Nadie te prepara para abrazar la muerte cuando esperabas la vida.

Ser a la vez cuna y sepulcro de tus propios hijos es muy triste. Es desolador, sobrecogedor. Es tan macabro, que nadie quiere hablar ni leer sobre ello. Como si no existiera, como si no fuera posible que eso sucediera. Como si esos bebés que vivieron en tu interior esas pocas semanas o meses no fueran reales, ni dolieran en el alma.

Cuando te pasa a ti, crees que eres la primera persona en el planeta a la que le sucede. Porque no sabías que estas cosas acontecían. Porque nadie te lo contó.

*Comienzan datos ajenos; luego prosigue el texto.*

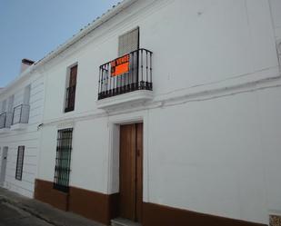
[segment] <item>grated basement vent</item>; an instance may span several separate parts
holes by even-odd
[[[269,226],[281,226],[281,216],[270,215]]]

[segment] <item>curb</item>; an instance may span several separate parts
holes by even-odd
[[[55,222],[55,221],[46,218],[43,214],[36,212],[33,208],[30,208],[29,206],[25,205],[25,204],[21,203],[20,201],[13,201],[13,200],[11,200],[11,199],[9,199],[5,196],[3,196],[3,195],[0,195],[0,201],[4,201],[4,202],[9,203],[13,206],[15,206],[15,207],[21,209],[22,211],[25,211],[30,213],[31,215],[33,215],[33,216],[49,223],[49,224],[53,224],[55,226],[65,226],[65,224]]]

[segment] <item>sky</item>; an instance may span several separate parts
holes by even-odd
[[[0,0],[0,87],[121,0]]]

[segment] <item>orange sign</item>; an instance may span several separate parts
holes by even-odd
[[[130,54],[124,55],[110,62],[111,76],[117,76],[129,72]]]

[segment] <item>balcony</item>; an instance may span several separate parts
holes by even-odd
[[[98,108],[152,99],[152,52],[138,49],[99,67]]]
[[[29,104],[20,104],[14,108],[11,130],[23,130],[29,120]]]
[[[0,133],[6,133],[10,131],[12,124],[12,113],[3,113],[0,114]]]
[[[65,113],[75,110],[76,85],[66,88]]]

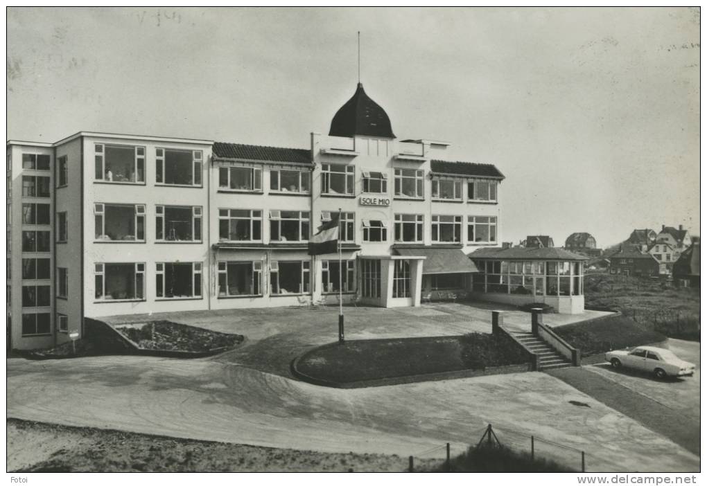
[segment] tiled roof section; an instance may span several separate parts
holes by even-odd
[[[588,260],[561,248],[479,248],[468,255],[472,260]]]
[[[494,177],[506,179],[506,176],[496,168],[493,164],[476,164],[471,162],[450,162],[448,160],[432,160],[432,172],[442,174],[458,174],[460,175],[476,176],[478,177]]]
[[[312,153],[306,148],[284,148],[214,142],[214,155],[217,158],[290,162],[307,165],[312,163]]]
[[[687,230],[678,230],[672,226],[666,226],[660,231],[660,232],[668,233],[675,239],[676,242],[679,243],[685,239],[685,235],[687,234]]]

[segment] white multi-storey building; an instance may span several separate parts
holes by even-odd
[[[8,331],[54,345],[116,314],[471,291],[466,254],[501,241],[493,165],[397,141],[359,83],[308,148],[80,132],[10,141]],[[341,211],[342,261],[307,243]]]

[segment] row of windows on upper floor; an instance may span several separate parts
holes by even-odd
[[[146,148],[132,146],[96,144],[95,180],[122,184],[145,183]],[[25,154],[27,155],[27,154]],[[201,150],[156,148],[155,181],[160,185],[202,186],[203,153]],[[247,167],[218,168],[218,189],[221,191],[260,193],[263,191],[262,169]],[[308,194],[311,191],[309,170],[269,170],[270,191]],[[353,196],[355,194],[356,168],[350,165],[322,164],[322,194]],[[58,158],[57,186],[68,184],[67,160]],[[393,194],[411,198],[424,198],[424,171],[394,170]],[[365,194],[388,194],[387,174],[365,171],[361,177]],[[492,179],[468,181],[466,198],[469,201],[496,202],[498,182]],[[461,201],[464,198],[462,178],[436,177],[431,180],[433,199]]]

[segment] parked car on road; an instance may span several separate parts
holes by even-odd
[[[632,350],[609,351],[606,360],[614,368],[626,367],[645,371],[656,378],[691,377],[695,372],[693,363],[679,358],[670,350],[652,346],[638,346]]]

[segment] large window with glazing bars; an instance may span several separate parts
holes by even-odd
[[[356,290],[356,261],[346,260],[339,264],[339,260],[322,261],[322,292],[325,294],[339,292],[339,279],[341,278],[341,292],[350,292]]]
[[[218,297],[246,297],[262,295],[262,262],[219,261]]]
[[[93,205],[96,241],[127,243],[145,241],[144,204]]]
[[[270,211],[271,242],[304,242],[309,239],[309,211]]]
[[[467,223],[467,242],[495,242],[496,224],[496,216],[469,216]]]
[[[339,213],[337,211],[322,211],[322,223],[332,220],[332,216],[336,217]],[[342,211],[339,218],[339,239],[342,242],[353,243],[355,239],[354,234],[354,213]]]
[[[432,215],[433,243],[461,243],[462,217],[452,215]]]
[[[155,264],[155,295],[158,299],[201,297],[201,263],[158,263]]]
[[[322,194],[354,194],[353,165],[322,164]]]
[[[262,211],[253,209],[219,209],[218,240],[262,241]]]
[[[270,170],[270,191],[308,194],[310,192],[308,170]]]
[[[419,243],[423,239],[423,222],[421,214],[395,215],[395,241]]]
[[[155,182],[168,186],[201,185],[201,150],[156,149]]]
[[[95,263],[96,300],[144,300],[145,263]]]
[[[155,230],[158,242],[201,241],[201,206],[156,206]]]
[[[425,197],[422,170],[395,169],[395,196],[421,199]]]
[[[222,191],[262,191],[262,170],[247,167],[218,168],[218,189]]]
[[[144,184],[144,147],[96,143],[94,148],[95,180]]]
[[[271,261],[270,294],[308,294],[310,292],[310,262]]]

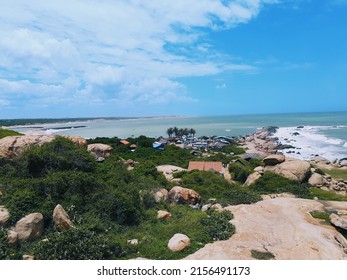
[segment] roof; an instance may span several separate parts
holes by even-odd
[[[130,144],[127,140],[120,140],[120,143],[123,144],[123,145],[128,145]]]
[[[190,161],[188,171],[192,170],[223,172],[223,166],[220,161]]]

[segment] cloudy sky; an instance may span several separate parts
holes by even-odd
[[[0,118],[347,110],[346,0],[0,7]]]

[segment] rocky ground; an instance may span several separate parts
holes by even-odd
[[[344,260],[347,241],[311,211],[347,209],[347,202],[275,198],[253,205],[229,206],[236,233],[188,256],[190,260],[253,259],[252,250],[272,253],[279,260]]]

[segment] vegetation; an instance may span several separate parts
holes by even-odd
[[[19,136],[19,135],[23,135],[23,134],[13,130],[0,128],[0,139],[6,136]]]
[[[340,168],[332,168],[332,169],[322,168],[322,171],[325,174],[329,174],[334,179],[347,180],[347,170],[343,170]]]
[[[288,192],[297,197],[310,198],[308,184],[291,181],[275,173],[266,172],[254,184],[249,187],[250,191],[258,194],[271,194]]]

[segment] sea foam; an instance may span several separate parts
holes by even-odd
[[[345,140],[330,137],[324,131],[342,129],[345,126],[304,126],[280,127],[273,137],[278,142],[291,145],[293,148],[284,149],[283,153],[291,157],[309,160],[315,155],[330,161],[347,157],[347,143]]]

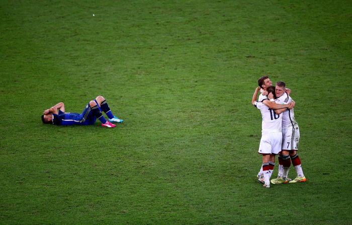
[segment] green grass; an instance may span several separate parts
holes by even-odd
[[[351,223],[351,12],[345,1],[2,1],[0,223]],[[266,74],[292,90],[305,183],[255,179],[250,103]],[[80,112],[98,95],[124,123],[41,123],[53,104]]]

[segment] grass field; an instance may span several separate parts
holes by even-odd
[[[1,1],[0,223],[352,223],[351,12],[347,1]],[[305,183],[256,181],[250,100],[264,74],[292,90]],[[80,113],[98,95],[123,124],[41,123],[57,102]]]

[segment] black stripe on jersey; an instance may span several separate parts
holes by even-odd
[[[287,96],[287,97],[286,97],[286,99],[285,100],[284,102],[287,102],[289,101],[289,95],[288,95],[287,93],[286,93],[286,92],[285,92],[285,93],[286,94],[286,95]]]
[[[292,135],[291,137],[291,149],[293,150],[293,140],[295,139],[295,127],[293,126],[293,122],[291,118],[291,110],[289,110],[289,118],[290,118],[290,121],[291,121],[291,124],[292,125]]]
[[[293,140],[295,139],[295,129],[292,129],[292,135],[291,137],[291,149],[293,150]]]

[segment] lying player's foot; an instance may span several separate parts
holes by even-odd
[[[277,178],[279,179],[279,178],[280,178],[280,177],[280,177],[280,176],[278,176],[278,177],[277,177]],[[287,179],[286,179],[286,180],[289,182],[290,181],[292,181],[292,179],[291,179],[291,178],[289,178],[288,177]],[[285,184],[286,184],[286,183],[285,183]]]
[[[112,122],[115,122],[115,123],[123,123],[123,120],[119,119],[118,118],[114,116],[112,119],[109,119],[109,121]]]
[[[115,126],[116,126],[116,125],[115,124],[113,124],[112,123],[111,123],[111,122],[110,122],[109,121],[106,121],[106,123],[102,123],[102,126],[104,126],[105,127],[111,127],[111,127],[115,127]]]
[[[293,180],[292,180],[290,181],[290,183],[302,183],[302,182],[305,182],[307,180],[306,179],[306,177],[297,177]]]
[[[263,174],[258,174],[257,177],[258,178],[258,182],[259,183],[261,183],[262,184],[264,183],[264,175]]]
[[[273,179],[270,181],[271,183],[273,184],[287,184],[289,181],[290,181],[288,180],[288,179],[284,180],[282,177]]]

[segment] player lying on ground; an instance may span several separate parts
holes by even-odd
[[[103,116],[104,112],[109,117],[107,121]],[[85,106],[82,113],[65,113],[63,102],[59,102],[55,106],[44,110],[42,115],[42,121],[44,123],[54,125],[92,125],[97,119],[102,122],[102,126],[115,127],[112,122],[122,123],[120,119],[110,111],[110,108],[103,96],[98,96],[94,100],[91,101]]]
[[[293,102],[291,97],[285,92],[286,87],[286,85],[283,82],[279,81],[276,83],[275,94],[279,104],[287,104]],[[293,109],[278,109],[275,112],[278,114],[282,113],[282,151],[278,157],[278,178],[272,179],[271,182],[274,184],[304,182],[306,178],[301,165],[301,159],[297,153],[300,138],[299,128],[295,119]],[[291,161],[292,161],[292,165],[297,173],[297,177],[293,180],[288,178]]]
[[[275,163],[275,156],[281,151],[282,133],[281,127],[282,117],[275,113],[274,110],[285,109],[292,106],[292,103],[280,105],[275,103],[275,88],[271,86],[267,89],[269,99],[256,101],[258,87],[253,94],[252,104],[260,110],[261,117],[261,138],[258,153],[262,157],[262,174],[264,178],[264,187],[270,187],[270,177],[273,173]],[[270,164],[270,162],[271,163]]]

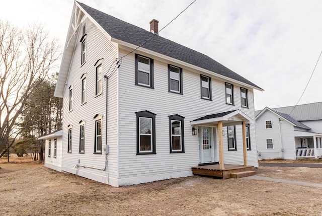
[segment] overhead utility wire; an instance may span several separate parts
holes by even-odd
[[[190,4],[188,6],[188,7],[187,8],[186,8],[186,9],[185,9],[185,10],[184,10],[183,11],[182,11],[181,12],[180,12],[180,13],[179,14],[178,14],[176,17],[175,17],[175,18],[174,18],[172,20],[171,20],[170,22],[169,22],[168,24],[167,24],[164,27],[163,27],[162,29],[161,29],[161,30],[160,31],[158,31],[158,33],[159,32],[160,32],[161,31],[162,31],[163,30],[164,30],[165,29],[165,28],[166,28],[166,27],[167,27],[169,25],[169,24],[170,23],[171,23],[172,22],[173,22],[176,19],[177,19],[178,18],[178,17],[179,17],[179,16],[180,16],[180,15],[181,14],[182,14],[183,12],[184,12],[187,9],[188,9],[188,8],[190,7],[191,6],[191,5],[192,5],[193,4],[194,4],[195,3],[195,2],[196,2],[196,1],[197,0],[194,0],[193,2],[192,2],[191,3],[190,3]],[[121,66],[121,63],[122,63],[122,59],[123,58],[124,58],[124,57],[126,57],[127,56],[128,56],[128,55],[129,55],[130,54],[132,53],[133,52],[135,51],[135,50],[136,50],[137,49],[138,49],[139,48],[141,47],[142,46],[143,46],[143,45],[144,45],[145,43],[146,43],[148,41],[149,41],[150,40],[151,40],[152,39],[152,38],[153,38],[155,35],[156,35],[156,34],[153,34],[153,35],[150,37],[148,39],[147,39],[146,41],[145,41],[144,42],[143,42],[142,44],[141,44],[140,45],[139,45],[139,46],[138,46],[137,47],[136,47],[135,49],[133,49],[133,50],[132,50],[131,52],[129,52],[128,53],[127,53],[127,54],[123,55],[123,56],[122,56],[121,57],[121,58],[120,59],[119,61],[117,61],[117,62],[116,62],[116,65],[117,65],[120,61],[120,64],[119,64],[119,65],[117,66],[117,68],[116,68],[116,69],[115,69],[115,67],[116,66],[116,65],[115,65],[115,67],[114,67],[114,68],[113,69],[113,70],[112,70],[112,71],[111,73],[111,74],[110,75],[110,76],[109,76],[108,77],[106,77],[106,78],[107,78],[107,79],[109,79],[109,78],[110,78],[113,74],[115,72],[115,71],[116,71],[116,70],[117,70],[117,68],[118,68],[119,67],[120,67],[120,66]],[[113,64],[113,63],[112,63],[112,64]],[[110,70],[110,69],[111,69],[111,67],[112,67],[112,65],[111,65],[111,67],[110,67],[110,69],[109,69],[109,70],[108,70],[108,71],[106,73],[106,74],[107,75],[107,74],[109,73],[109,71]],[[105,76],[106,76],[106,75],[105,75]]]
[[[317,65],[317,63],[318,62],[318,60],[320,59],[320,57],[321,57],[321,54],[322,54],[322,50],[321,50],[321,52],[320,53],[320,55],[318,56],[318,58],[317,59],[317,61],[316,61],[316,63],[315,64],[315,66],[314,66],[314,69],[313,69],[313,71],[312,71],[312,74],[311,74],[311,77],[310,77],[310,79],[308,80],[308,81],[307,82],[307,84],[306,84],[306,86],[305,86],[305,89],[304,89],[304,91],[303,91],[303,93],[302,93],[302,95],[301,95],[301,97],[300,97],[300,99],[298,99],[298,101],[297,101],[297,103],[296,103],[296,104],[295,105],[295,106],[294,106],[294,107],[293,108],[293,109],[292,109],[292,111],[291,111],[291,112],[290,112],[290,114],[288,114],[288,115],[289,116],[294,111],[294,109],[295,108],[295,107],[296,107],[296,106],[297,106],[297,104],[298,104],[298,102],[300,102],[300,100],[301,100],[301,98],[302,98],[302,96],[303,96],[303,95],[304,94],[304,93],[305,92],[305,90],[306,90],[306,88],[307,88],[307,86],[308,86],[308,84],[310,82],[310,81],[311,80],[311,78],[312,78],[312,76],[313,76],[313,74],[314,74],[314,71],[315,70],[315,68],[316,67],[316,65]]]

Todos actúan a tu alrededor como si no hubiera pasado nada, porque no saben qué decir, porque nadie está programado para llorar a los bebés que no han nacido o que se fueron apenas aterrizaron en este mundo

 

Y si alguien consigue traspasar esa barrera invisible de tu dolor y saca el tema para intentar, con la mejor de sus intenciones, darte ánimos, lo hace para quitarle importancia. “Eres joven, puedes tener más…”, o “bueno al menos ya tienes otros hijos…”. O para anular tu duelo “tranquila, en seguida pasas página y olvidas este episodio”, “en un par de meses se te olvidó”. O también para relativizar tu dolor: “Peor hubiera sido más adelante”, “mejor ahora que más avanzado”…

Porque muerte, bebé y embarazo no pueden ir en la misma frase.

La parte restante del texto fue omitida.